55. Significative est aussi la préoccupation, présente au Synode, à l’égard de deux sphères très différentes l’une de l’autre, très proches cependant par le défi que, chacune à leur façon, elles lancent à l’évangélisation.

La première est ce qu’on peut appeler la montée de l’incroyance dans le monde moderne. Le Synode s’est attaché à décrire ce monde moderne : sous ce nom générique, que de courants de pensée, valeurs et contre-valeurs, aspirations latentes ou semences de destruction, convictions anciennes qui disparaissent et convictions nouvelles qui s’imposent !

Du point de vue spirituel, ce monde moderne semble se débattre toujours dans ce qu’un auteur contemporain a appelé naguère “ le drame de l’humanisme athée ”.77

D’une part, on est obligé de constater au cœur même de ce monde contemporain le phénomène qui devient presque sa marque la plus frappante : le sécularisme. Nous ne parlons pas de cette sécularisation qui est l’effort en lui-même juste et légitime, nullement incompatible avec la foi ou la religion, de déceler dans la création, en chaque chose ou en chaque événement de l’univers, les lois qui les régissent avec une certaine autonomie, dans la conviction intérieure que le Créateur y a posé ces lois. Le récent Concile a affirmé, en ce sens, l’autonomie légitime de la culture et particulièrement des sciences.78 Nous envisageons ici un véritable sécularisme : une conception du monde d’après laquelle ce dernier s’explique par lui-même sans qu’il soit besoin de recourir à Dieu ; Dieu devenu ainsi superflu et encombrant. Un tel sécularisme, pour reconnaître le pouvoir de l’homme, finit donc par se passer de Dieu et même par renier Dieu.

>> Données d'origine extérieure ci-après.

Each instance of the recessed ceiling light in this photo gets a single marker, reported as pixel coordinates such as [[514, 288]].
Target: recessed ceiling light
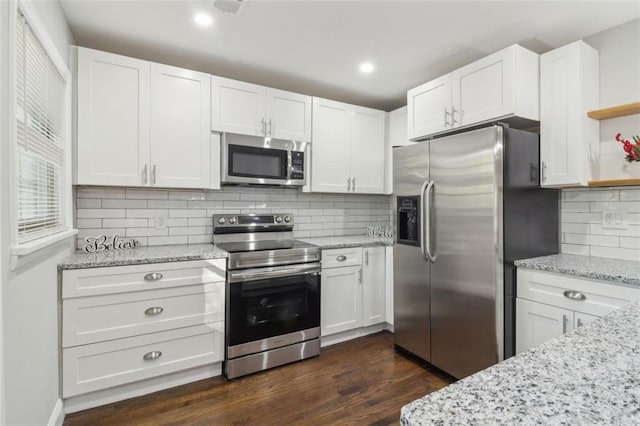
[[203, 19], [366, 67]]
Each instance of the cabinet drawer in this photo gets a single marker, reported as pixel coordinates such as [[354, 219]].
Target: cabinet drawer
[[598, 297], [121, 279], [103, 365], [97, 318], [334, 258]]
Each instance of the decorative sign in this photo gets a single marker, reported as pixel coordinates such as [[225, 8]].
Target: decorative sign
[[103, 243]]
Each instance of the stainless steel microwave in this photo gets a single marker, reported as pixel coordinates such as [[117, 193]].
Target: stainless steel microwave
[[252, 160]]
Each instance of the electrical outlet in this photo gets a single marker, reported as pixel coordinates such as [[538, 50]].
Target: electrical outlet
[[614, 219], [160, 222]]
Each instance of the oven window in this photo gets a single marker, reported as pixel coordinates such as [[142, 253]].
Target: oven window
[[267, 308], [249, 161]]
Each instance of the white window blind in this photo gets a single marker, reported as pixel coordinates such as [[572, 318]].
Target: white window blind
[[40, 132]]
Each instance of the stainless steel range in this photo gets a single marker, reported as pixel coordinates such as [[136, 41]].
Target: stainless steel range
[[272, 292]]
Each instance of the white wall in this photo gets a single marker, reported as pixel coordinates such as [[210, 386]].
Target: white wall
[[581, 209], [29, 292]]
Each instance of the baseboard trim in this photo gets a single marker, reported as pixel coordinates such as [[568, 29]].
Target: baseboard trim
[[131, 390], [334, 339], [57, 415]]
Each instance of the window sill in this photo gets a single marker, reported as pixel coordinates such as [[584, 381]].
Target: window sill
[[33, 246]]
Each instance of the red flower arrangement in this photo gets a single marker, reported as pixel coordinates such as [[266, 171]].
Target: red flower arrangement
[[632, 149]]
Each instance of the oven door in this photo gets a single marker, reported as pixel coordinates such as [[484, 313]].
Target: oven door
[[272, 307]]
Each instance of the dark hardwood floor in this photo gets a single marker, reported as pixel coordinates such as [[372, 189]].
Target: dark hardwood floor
[[363, 381]]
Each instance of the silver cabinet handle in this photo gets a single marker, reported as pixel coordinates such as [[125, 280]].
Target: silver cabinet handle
[[574, 295], [154, 276], [156, 310], [427, 223], [152, 355]]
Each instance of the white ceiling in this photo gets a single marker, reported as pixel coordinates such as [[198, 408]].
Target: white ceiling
[[315, 47]]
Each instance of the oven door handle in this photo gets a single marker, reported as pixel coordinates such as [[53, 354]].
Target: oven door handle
[[275, 272]]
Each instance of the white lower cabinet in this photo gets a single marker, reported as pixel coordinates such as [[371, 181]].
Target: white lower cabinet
[[125, 324], [353, 296], [551, 304]]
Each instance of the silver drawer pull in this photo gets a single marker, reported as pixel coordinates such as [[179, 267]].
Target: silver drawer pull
[[575, 295], [154, 276], [153, 311], [152, 355]]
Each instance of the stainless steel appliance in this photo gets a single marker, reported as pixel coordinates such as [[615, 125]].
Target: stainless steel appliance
[[272, 292], [252, 160], [467, 206]]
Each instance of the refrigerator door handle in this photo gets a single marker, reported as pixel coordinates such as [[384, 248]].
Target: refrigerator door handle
[[422, 222], [432, 257]]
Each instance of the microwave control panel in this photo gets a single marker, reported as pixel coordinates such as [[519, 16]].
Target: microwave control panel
[[297, 165]]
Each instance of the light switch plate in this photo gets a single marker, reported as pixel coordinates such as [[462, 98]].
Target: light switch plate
[[614, 219]]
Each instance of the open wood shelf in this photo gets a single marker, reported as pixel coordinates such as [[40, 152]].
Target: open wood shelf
[[614, 182], [615, 111]]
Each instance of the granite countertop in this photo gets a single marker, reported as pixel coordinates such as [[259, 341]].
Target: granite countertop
[[142, 255], [599, 268], [348, 241], [588, 376]]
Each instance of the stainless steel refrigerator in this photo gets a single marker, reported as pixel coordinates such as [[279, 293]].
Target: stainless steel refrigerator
[[466, 206]]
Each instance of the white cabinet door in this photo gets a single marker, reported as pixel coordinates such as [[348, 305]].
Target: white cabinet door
[[569, 140], [237, 107], [580, 319], [289, 115], [397, 131], [537, 323], [180, 127], [373, 286], [330, 153], [112, 119], [483, 90], [429, 107], [367, 151], [341, 299]]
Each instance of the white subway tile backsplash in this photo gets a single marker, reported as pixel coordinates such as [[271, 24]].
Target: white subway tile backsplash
[[582, 218], [187, 214]]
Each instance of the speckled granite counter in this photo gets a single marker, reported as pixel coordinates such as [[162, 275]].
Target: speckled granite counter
[[348, 241], [588, 376], [142, 255], [599, 268]]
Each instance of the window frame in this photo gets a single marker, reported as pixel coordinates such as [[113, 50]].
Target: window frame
[[66, 188]]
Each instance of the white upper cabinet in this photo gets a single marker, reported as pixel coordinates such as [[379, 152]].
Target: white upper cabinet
[[348, 150], [504, 84], [112, 144], [180, 129], [429, 107], [569, 140], [250, 109], [141, 123]]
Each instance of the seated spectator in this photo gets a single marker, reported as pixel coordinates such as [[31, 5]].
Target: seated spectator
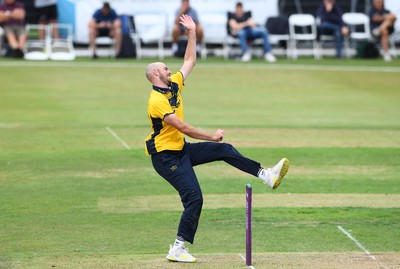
[[243, 26], [105, 22], [47, 10], [330, 15], [382, 25], [179, 30], [12, 17]]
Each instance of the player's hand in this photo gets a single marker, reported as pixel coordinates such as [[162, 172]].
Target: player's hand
[[218, 136], [187, 22]]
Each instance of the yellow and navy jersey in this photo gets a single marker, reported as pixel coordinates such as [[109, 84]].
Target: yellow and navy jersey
[[162, 102]]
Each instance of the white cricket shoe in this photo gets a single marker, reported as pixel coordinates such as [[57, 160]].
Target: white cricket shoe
[[269, 57], [246, 56], [180, 254], [273, 176]]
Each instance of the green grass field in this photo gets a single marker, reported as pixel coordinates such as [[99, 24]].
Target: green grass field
[[73, 196]]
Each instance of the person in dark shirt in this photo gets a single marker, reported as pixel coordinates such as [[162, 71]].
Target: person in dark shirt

Des formes nouvelles d’athéisme — un athéisme anthropocentrique, non plus abstrait et métaphysique mais pragmatique, programmatique et militant — semblent en découler. En liaison avec ce sécularisme athée, on nous propose tous les jours, sous les formes les plus diverses, une civilisation de consommation, l’hédonisme érigé en valeur suprême, une volonté de puissance et de domination, des discriminations de toute sorte : autant de pentes inhumaines de cet “ humanisme ”.

Dans ce même monde moderne, d’autre part, paradoxalement, on ne peut pas nier l’existence de véritables pierres d’attente chrétiennes, de valeurs évangéliques au moins sous la forme d’un vide ou d’une nostalgie. Il ne serait pas exagéré de parler d’un puissant et tragique appel à être évangélisé.




77 H. de Lubac, s.j., Le drame de l’humanisme athée, Ed. Spes, Paris 1945.



78 Cf. Constitution pastorale sur l’Eglise dans le monde de ce temps Gaudium et spes, n. 59 : AAS 58 (1966), p 1080.